St Johns Church of England, located at the intersection of Toorak and Clendon Roads, Toorak, was erected in 1860, and subsequently enlarged in 1865, with the tower and broached spire added in 1873 to complete the original design by William Wardell. Supervision of construction was undertaken by architect FM White. The chancel was enlarged in 1912, and the baptistery, vestries and chapel were added in 1920, 1935 and 1937, to the design of Walter Butler and Louis R. Williams. The Church is constructed of regular coursed basalt relieved with freestone dressings. It comprises a lengthy nave, with aisles and a diminutive clerestory and chancel flanked by organ chamber, chapel and vestries. The interior is notable for the wood and stone carvings, a rare and historically important organ by Hill & Son, London, of 1912, and beautiful stained glass from 1868 and 1874.
How is it significant?
St Johns Church of England is of architectural and aesthetic significance to the State of Victoria.
Why is it significant?
St Johns Church of England is of architectural significance as a notable early English Gothic style church designed by the celebrated ecclesiastical and public buildings architect W.W. Wardell (1823-1899). This was Wardell's first Anglican Church, displaying the style that had made him a prolific designer of Catholic Churches in England before moving to Australia in 1858. It features the distinctive and characteristic Wardell proportions, accentuated by a dominant west tower and unusual, austere broached spire. In the year before obtaining the commission for St Johns, he had begun the design of St Patrick's Cathedral, Melbourne. In 1859 Wardell had also been appointed the Inspector-Clerk of Public Works, and in the following year became Inspector General of Public Works. Despite this position, he maintained his own practice, continuing to produce numerous church buildings throughout Victoria.

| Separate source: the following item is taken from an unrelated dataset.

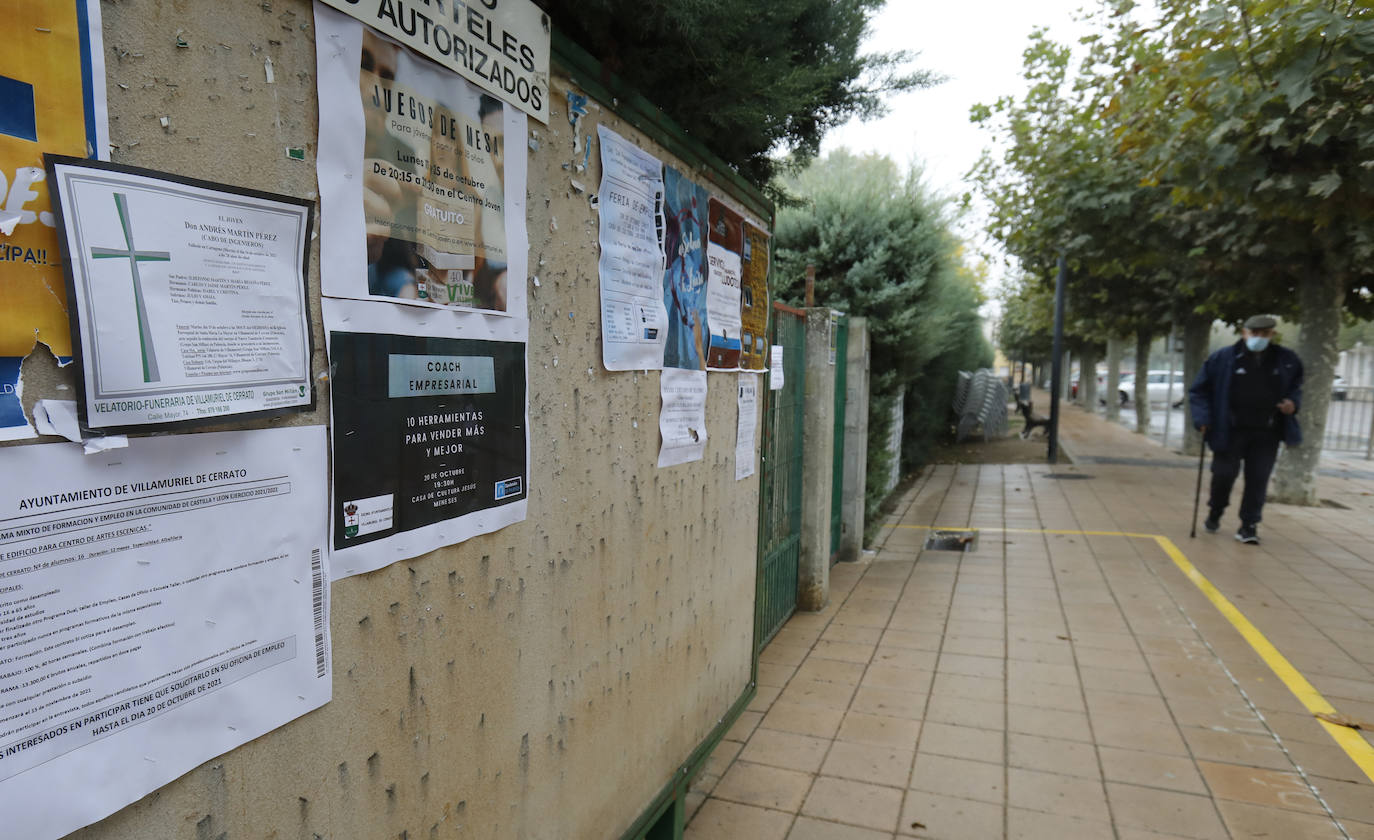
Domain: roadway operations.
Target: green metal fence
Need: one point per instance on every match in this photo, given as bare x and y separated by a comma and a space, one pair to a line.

St Johns Church of England is of aesthetic significance for its stained glass windows, especially the WC Cornish memorial window, which was probably the first major work of JL Lyon. Lyon emigrated from England to Melbourne in 1861, immediately joining the very early Melbourne stained glass firm of Ferguson and Urie. Lyon went on to form his own important firm in Sydney, Lyon, Wells and Cottier. Lyon was significant in the development of stained glass in Victoria as one of the first stained glass artists of real note. Prior to this time, stained glass had been largely produced by plumbers and tradesmen.